To a solution of 8 (1.5 g, 7.0 mmol, 1.0 equiv) in CH₂Cl₂ (14 mL) at 22 °C was added enaminone 5 (1.3 g, 7.0 mmol, 1.0 equiv). The reaction was stirred 13 h then concentrated in vacuo. Purification by flash chromatography (30:70 to 100:0 CH₂Cl₂–hexanes, linear gradient) afforded the title compound (377 mg, 21%) as a yellow amorphous solid: R_f 0.29 (1:5:95 Et₃N–MeOH– CH₂Cl₂); ¹H NMR (600 MHz, CDCl₃) δ 1.40 (s, 9H), 7.54 (t, J = 7.8 Hz, 1H), 7.59 (d, J = 8.3 Hz, 1H), 7.80 (t, J = 8.3 Hz, 1H), 8.27 (d, J = 7.8 Hz, 1H), 8.82 (s, 1H); ¹³C NMR (150 MHz, CDCl₃) δ 28.0, 84.4, 118.9, 123.6, 124.4, 126.4, 127.1, 135.4, 149.2, 156.3, 162.0, 171.8; HRMS (ESI–) calcd for C₁₄H₁₄NO₆S^– [M – H]^– 324.0547, found 324.0559 (error 3.7 ppm).

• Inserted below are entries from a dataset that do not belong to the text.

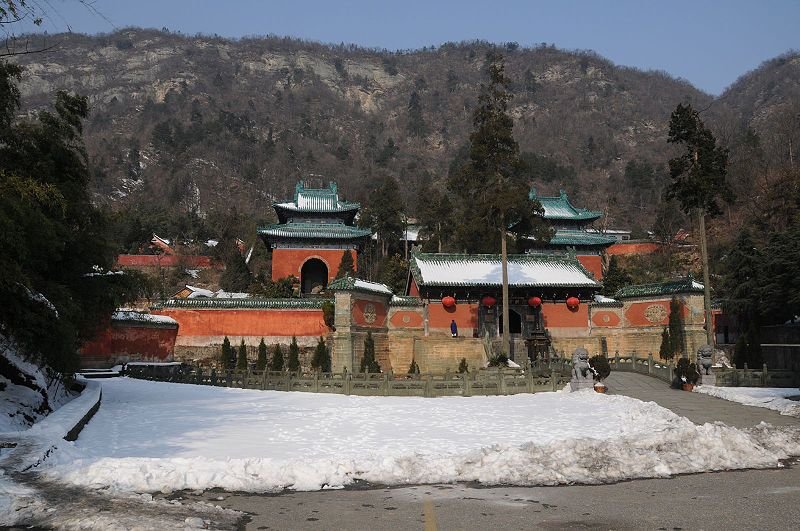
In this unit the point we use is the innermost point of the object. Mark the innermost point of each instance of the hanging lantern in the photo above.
(534, 302)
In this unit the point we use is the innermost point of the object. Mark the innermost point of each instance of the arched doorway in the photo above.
(514, 322)
(313, 276)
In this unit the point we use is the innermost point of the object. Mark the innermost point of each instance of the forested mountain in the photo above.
(206, 125)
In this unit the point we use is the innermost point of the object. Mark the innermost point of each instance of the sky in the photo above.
(708, 42)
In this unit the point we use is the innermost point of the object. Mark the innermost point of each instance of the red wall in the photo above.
(593, 263)
(633, 248)
(240, 322)
(152, 260)
(557, 315)
(360, 308)
(287, 262)
(135, 342)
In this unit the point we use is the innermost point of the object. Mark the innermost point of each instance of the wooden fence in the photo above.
(726, 377)
(541, 376)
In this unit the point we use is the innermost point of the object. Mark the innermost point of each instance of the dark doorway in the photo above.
(313, 276)
(514, 322)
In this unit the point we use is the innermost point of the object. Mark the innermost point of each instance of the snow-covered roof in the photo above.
(486, 270)
(139, 317)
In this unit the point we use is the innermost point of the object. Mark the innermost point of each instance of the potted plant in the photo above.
(686, 375)
(601, 369)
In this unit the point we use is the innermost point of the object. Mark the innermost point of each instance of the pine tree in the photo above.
(241, 360)
(615, 278)
(294, 356)
(676, 333)
(491, 186)
(322, 357)
(368, 361)
(261, 363)
(276, 363)
(346, 266)
(665, 350)
(226, 355)
(698, 182)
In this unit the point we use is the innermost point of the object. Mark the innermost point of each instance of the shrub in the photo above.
(368, 362)
(261, 362)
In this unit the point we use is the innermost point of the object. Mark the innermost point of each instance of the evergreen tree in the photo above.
(322, 357)
(698, 182)
(615, 278)
(226, 355)
(276, 363)
(491, 187)
(368, 361)
(261, 363)
(241, 360)
(676, 333)
(665, 350)
(346, 266)
(294, 356)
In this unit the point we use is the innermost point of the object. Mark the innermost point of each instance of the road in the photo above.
(750, 499)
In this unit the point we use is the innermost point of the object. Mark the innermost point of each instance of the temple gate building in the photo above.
(313, 231)
(573, 231)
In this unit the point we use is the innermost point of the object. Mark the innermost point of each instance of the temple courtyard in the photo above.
(185, 455)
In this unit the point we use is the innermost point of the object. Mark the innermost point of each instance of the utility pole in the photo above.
(701, 222)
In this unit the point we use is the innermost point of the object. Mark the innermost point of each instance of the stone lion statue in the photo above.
(580, 365)
(704, 358)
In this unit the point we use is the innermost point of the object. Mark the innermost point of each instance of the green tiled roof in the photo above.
(288, 304)
(658, 289)
(325, 231)
(524, 270)
(405, 302)
(560, 208)
(580, 237)
(356, 284)
(323, 200)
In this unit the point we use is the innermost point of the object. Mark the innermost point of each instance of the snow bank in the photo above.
(767, 397)
(261, 441)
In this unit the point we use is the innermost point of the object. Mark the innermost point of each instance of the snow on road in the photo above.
(151, 436)
(768, 397)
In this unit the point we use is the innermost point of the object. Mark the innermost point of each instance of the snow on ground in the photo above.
(151, 436)
(768, 397)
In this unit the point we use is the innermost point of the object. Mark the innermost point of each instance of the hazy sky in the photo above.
(710, 43)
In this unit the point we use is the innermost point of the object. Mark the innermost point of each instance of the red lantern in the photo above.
(488, 301)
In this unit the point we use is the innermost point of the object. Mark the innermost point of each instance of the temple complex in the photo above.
(313, 231)
(573, 232)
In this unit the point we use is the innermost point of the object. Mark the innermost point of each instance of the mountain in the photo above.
(204, 124)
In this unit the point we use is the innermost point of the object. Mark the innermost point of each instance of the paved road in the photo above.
(698, 408)
(750, 499)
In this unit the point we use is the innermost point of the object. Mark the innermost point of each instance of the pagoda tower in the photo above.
(313, 231)
(573, 230)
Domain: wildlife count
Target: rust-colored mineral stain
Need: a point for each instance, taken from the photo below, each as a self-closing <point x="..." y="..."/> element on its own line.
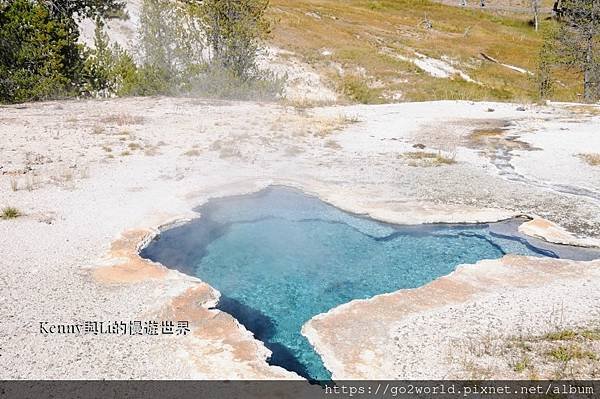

Experimental for compounds from Scheme 4

Methyl 2-(tert-butyldimethylsilyloxy)benzoate (17)

TBSCl (3.01 g, 20.0 mmol, 3.00 equiv) was added to a solution of 15 (862 µL, 6.65 mmol, 1.00 equiv), imidazole (1.81 g, 26.6 mmol, 4.00 equiv), and DMAP (8 mg, 0.07 mmol, 0.01 equiv) in DMF (10 mL) at 0 °C. After stirring 1 h, the homogeneous solution had become a thick suspension. The ice bath was removed and the reaction stirred a further 24 h at room temperature. A 5% aqueous NaHCO₃ (100 mL) was added to the reaction mixture and the resulting aqueous solution was extracted with Et₂O (3 × 100 mL). The combined organic layers were dried (MgSO₄) and concentrated yielding a colorless oil which was purified by flash chromatography (1:99 to 10:90 Et₂O–hexanes) to afford the title compound (1.41 g, 79%) as a colorless oil: R_f 0.19 (1:99 EtOAc–hexanes); ¹H NMR (600 MHz, CDCl₃) δ 0.21 (s, 6H), 1.01 (s, 9H), 3.86 (s, 3H), 6.87 (dd, J = 8.2, 1.2 Hz, 1H), 6.98 (td, J = 7.6, 1.2 Hz, 1H), 7.35 (td, J = 8.2, 1.8 Hz, 1H), 7.75 (dd, J = 7.6, 1.8 Hz, 1H); ¹³C NMR (150 MHz, CDCl₃) δ −4.2, 18.4, 25.8, 52.0, 121.0, 121.3, 123.0, 131.7, 133.1, 155.2, 167.5; HRMS (ESI+) calcd for C₁₄H₂₃O₃Si⁺ [M + H]⁺ 267.1411, found 267.1424 (error 4.9 ppm).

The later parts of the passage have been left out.